The display portion is a single line containing, in this case, 20 Braille cells. There is also a VarioUltra 40, with 40 cells, and other displays range from 14 to 80 cells in length.

These things are truly mechanical marvels. The tiny nylon pins that make the Braille dots are only spaced 2.2 mm apart, and they must all be able to raise and lower independently. Each of the 160 dots on this display is connected to its own lever, which is raised up and down by a crystal that expands under electrical current and contracts when it is removed. They refresh in a fraction of a second—much less than the time that it takes to move your finger from the end of the line back to the beginning. And though they be small, they must be reliable and durable enough to be read hundreds of thousands of times.

The interface is entirely tactile, and the device is simply rife with buttons to navigate menus and files, enter and edit text, and manage physical and wireless connections.

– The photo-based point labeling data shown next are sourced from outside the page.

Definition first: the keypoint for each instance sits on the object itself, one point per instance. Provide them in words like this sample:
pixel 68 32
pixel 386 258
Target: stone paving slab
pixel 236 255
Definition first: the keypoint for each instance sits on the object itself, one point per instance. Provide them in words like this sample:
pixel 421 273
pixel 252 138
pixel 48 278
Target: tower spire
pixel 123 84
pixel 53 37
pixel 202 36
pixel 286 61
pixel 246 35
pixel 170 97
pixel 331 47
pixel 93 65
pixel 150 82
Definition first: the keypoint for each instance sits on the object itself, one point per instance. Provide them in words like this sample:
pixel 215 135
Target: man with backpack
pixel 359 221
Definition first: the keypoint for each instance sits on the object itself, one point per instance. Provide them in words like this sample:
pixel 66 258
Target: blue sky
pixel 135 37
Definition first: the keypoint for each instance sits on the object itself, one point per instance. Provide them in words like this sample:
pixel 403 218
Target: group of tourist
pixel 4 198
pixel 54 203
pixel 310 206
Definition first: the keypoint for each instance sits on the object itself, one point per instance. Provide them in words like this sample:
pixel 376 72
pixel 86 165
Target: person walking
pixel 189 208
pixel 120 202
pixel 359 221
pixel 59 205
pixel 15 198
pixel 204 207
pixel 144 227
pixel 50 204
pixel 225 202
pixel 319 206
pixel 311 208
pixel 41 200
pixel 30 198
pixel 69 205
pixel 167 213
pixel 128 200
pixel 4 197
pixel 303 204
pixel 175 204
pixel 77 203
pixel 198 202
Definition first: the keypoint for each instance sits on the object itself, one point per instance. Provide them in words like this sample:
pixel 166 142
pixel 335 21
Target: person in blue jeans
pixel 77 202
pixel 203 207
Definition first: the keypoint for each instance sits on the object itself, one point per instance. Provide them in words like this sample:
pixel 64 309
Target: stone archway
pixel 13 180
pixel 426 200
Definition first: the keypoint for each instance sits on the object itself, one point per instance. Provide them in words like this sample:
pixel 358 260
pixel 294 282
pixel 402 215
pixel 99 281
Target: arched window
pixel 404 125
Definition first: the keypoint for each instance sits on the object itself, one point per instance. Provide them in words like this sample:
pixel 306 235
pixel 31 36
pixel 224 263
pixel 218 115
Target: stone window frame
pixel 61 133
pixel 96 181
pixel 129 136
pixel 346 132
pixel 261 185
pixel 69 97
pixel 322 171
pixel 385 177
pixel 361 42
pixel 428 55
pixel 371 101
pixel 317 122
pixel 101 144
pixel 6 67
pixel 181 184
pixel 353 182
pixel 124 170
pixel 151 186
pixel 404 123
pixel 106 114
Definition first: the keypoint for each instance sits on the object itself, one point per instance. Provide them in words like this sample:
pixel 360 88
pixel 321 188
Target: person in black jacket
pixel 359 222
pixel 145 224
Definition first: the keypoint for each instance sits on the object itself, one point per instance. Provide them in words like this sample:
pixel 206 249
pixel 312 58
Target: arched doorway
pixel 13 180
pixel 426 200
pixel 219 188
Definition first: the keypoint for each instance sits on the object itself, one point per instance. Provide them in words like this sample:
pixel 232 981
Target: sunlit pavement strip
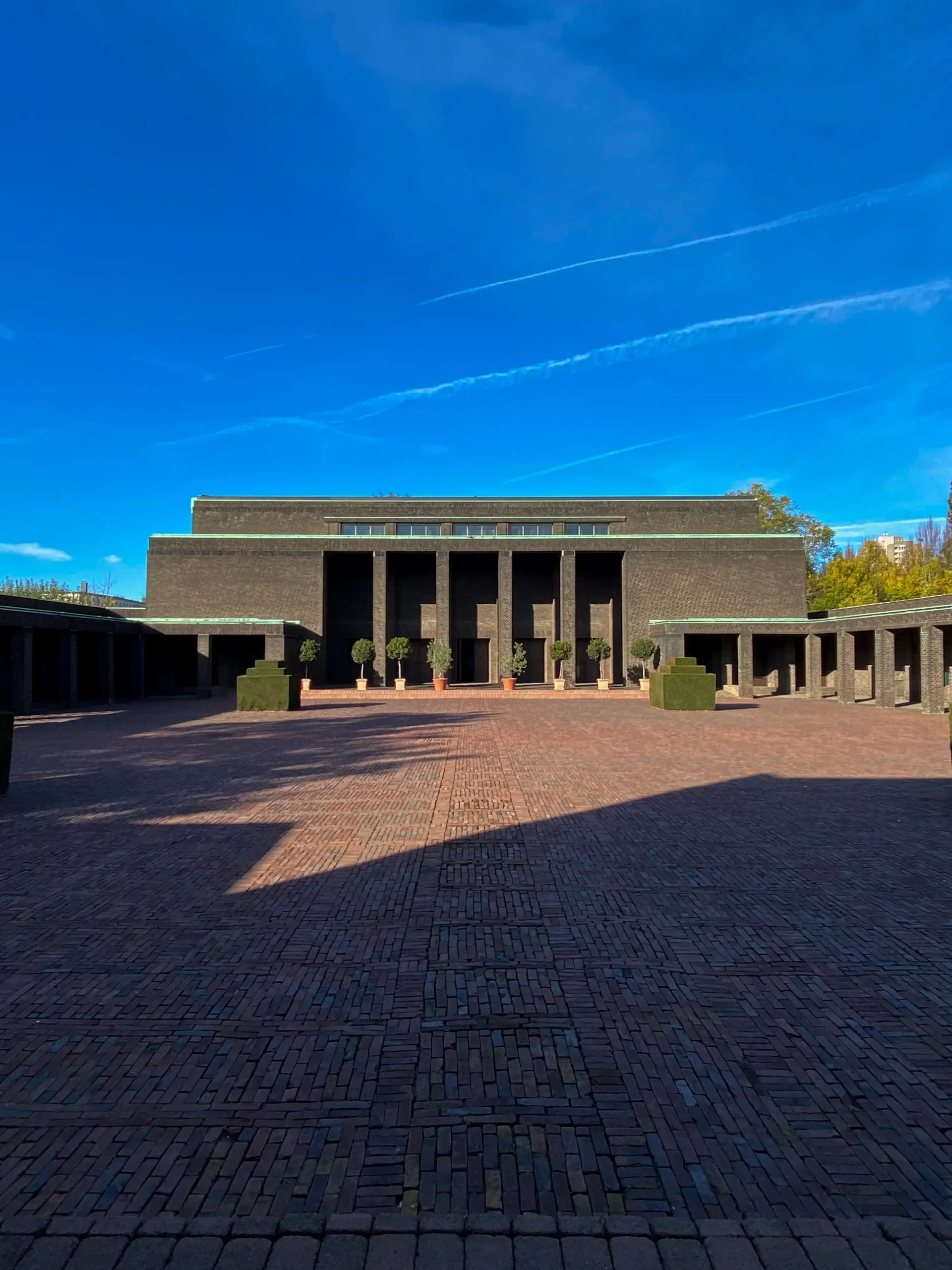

At the top of the unit, there is an eight-key keyboard that is analogous to the six-key keyboard on the Perkins Brailler. Each key corresponds to one dot. Below that is the row of  Braille cells, each of which has a small button above it which are used for cursor routing and text manipulations. On either side of the braille display are three buttons used to navigate whatever text, file, or website you are reading. The bottommost row contains a little joystick they call a NaviStick, used to navigate the operating system, four system keys, and two space bars.

Functionality

In independent notetaker mode, the VarioUltra has its own OS with a suite of productivity apps: a text reader and word processor, PDF viewer, spreadsheet viewer, calculator, etc.  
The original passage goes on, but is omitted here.